In proxy, '/sharemeeting/*' is the path for filtering the request to be proxy. tartget is the address of the target server after proxy, including the protocol, domain name, and port number information. If the request is http: // localhost: 8081/sharemeeting/getTest. do. The proxy will be http: // localhost: 8080/sharemeeting/getTest. do.

  Fetch request

 

1 let url = "/sharemeeting/login/getTest. do "; 2 fetch (url, {3 method: 'post', 4 headers: {5 'accept': 'application/json', 6 'content-type ': 'application/json' 7}, 8 credentials: 'include ', 9 body: json. stringify ({}) 10 }). then (response) => response. json () // convert response to json11. then (responseData) ==>{// the preceding converted json12 if (responseData. status = false) {13 window. location. href = "#/"; 14} else {15 this. reset (responseData. data); 16} 17 }). catch (error) => {18 window. location. href = "#/"; 19 })

 

 

 

The request url must be defined as above. If so, the request will add the protocol and the domain name Port Number of the request,

 

 

============================================ Reference = ======================================

1. the respective advantages and disadvantages and application scenarios of JSONP and CORS in https://www.zhihu.com/question/41992168 JS cross-origin scheme?

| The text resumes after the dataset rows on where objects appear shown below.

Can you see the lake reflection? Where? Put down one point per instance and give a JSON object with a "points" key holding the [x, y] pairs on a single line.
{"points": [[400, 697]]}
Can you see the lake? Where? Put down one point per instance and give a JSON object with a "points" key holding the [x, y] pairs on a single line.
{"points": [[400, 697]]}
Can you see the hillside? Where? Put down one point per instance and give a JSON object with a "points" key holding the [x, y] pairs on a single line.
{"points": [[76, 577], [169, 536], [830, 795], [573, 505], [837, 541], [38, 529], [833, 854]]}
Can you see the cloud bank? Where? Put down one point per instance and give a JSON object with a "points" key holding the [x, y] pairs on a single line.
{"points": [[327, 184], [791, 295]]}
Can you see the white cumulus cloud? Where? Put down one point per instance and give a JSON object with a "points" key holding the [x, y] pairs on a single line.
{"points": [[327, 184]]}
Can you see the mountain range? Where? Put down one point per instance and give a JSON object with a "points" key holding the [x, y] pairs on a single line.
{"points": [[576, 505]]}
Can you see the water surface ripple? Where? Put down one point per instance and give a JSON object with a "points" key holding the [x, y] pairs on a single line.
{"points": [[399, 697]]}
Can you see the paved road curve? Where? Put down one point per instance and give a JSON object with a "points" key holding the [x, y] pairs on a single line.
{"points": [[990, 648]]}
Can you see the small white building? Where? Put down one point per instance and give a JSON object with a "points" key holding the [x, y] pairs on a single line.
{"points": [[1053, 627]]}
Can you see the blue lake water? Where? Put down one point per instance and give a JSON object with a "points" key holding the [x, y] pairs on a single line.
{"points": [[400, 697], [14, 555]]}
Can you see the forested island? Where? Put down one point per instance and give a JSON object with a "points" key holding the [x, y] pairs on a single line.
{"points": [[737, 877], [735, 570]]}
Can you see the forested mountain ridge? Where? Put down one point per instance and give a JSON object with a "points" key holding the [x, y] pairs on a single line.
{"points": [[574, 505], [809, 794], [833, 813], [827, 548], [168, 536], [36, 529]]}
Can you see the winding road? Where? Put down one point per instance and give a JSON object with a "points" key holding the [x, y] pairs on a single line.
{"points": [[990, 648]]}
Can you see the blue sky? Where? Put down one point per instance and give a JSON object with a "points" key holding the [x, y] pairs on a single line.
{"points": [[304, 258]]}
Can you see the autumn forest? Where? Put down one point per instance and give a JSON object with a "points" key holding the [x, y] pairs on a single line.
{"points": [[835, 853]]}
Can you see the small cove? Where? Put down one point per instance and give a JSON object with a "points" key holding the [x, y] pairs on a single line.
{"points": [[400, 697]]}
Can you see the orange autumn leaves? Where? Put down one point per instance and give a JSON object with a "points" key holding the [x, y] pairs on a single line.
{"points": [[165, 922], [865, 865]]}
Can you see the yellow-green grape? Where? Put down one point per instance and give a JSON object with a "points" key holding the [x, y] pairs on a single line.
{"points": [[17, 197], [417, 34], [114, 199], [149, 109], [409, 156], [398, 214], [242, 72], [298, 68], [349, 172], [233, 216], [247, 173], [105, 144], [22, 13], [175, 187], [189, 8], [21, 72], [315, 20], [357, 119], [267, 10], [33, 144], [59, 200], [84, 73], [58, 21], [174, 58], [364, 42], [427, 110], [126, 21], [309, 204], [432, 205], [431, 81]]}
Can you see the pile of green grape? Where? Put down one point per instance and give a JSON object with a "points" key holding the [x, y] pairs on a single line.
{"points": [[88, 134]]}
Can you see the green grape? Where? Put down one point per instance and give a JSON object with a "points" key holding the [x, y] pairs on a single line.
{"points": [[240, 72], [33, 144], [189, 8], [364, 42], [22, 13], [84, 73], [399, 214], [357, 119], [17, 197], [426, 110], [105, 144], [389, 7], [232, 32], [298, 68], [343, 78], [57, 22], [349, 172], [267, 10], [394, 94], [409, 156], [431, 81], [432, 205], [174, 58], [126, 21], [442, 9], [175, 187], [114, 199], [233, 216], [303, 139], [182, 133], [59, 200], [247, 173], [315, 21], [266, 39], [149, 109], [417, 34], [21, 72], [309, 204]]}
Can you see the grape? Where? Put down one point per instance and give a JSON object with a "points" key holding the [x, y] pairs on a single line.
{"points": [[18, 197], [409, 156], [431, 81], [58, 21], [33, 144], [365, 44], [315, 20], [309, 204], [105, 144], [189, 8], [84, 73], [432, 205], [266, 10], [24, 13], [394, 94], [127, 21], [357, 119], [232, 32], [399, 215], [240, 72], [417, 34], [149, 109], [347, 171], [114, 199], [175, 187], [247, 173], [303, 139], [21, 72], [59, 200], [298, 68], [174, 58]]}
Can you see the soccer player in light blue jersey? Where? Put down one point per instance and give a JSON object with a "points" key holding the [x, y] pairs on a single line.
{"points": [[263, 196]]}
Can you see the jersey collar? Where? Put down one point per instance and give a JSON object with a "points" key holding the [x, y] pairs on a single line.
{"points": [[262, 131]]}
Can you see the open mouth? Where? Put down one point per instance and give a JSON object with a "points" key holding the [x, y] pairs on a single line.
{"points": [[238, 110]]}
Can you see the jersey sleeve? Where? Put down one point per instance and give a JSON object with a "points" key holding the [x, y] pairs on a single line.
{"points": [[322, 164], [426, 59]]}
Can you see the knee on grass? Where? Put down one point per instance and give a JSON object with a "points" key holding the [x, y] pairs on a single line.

2. Same source policy of http://www.ruanyifeng.com/blog/2016/04/same-origin-policy.html browser and Its Avoidance Method

3. http://www.ruanyifeng.com/blog/2016/04/cors.html CORS details

4. https://www.jianshu.com/p/3bdff821f859 Webpack dev server uses http-proxy to solve cross-domain Problems

 

Contact Us

The content source of this page is from Internet, which doesn't represent Alibaba Cloud's opinion; products and services mentioned on that page don't have any relationship with Alibaba Cloud. If the content of the page makes you feel confusing, please write us an email, we will handle the problem within 5 days after receiving your email.

If you find any instances of plagiarism from the community, please send an email to: info-contact@alibabacloud.com and provide relevant evidence. A staff member will contact you within 5 working days.

A Free Trial That Lets You Build Big!

Start building with 50+ products and up to 12 months usage for Elastic Compute Service

  • Sales Support

    1 on 1 presale consultation

  • After-Sales Support

    24/7 Technical Support 6 Free Tickets per Quarter Faster Response

  • Alibaba Cloud offers highly flexible support services tailored to meet your exact needs.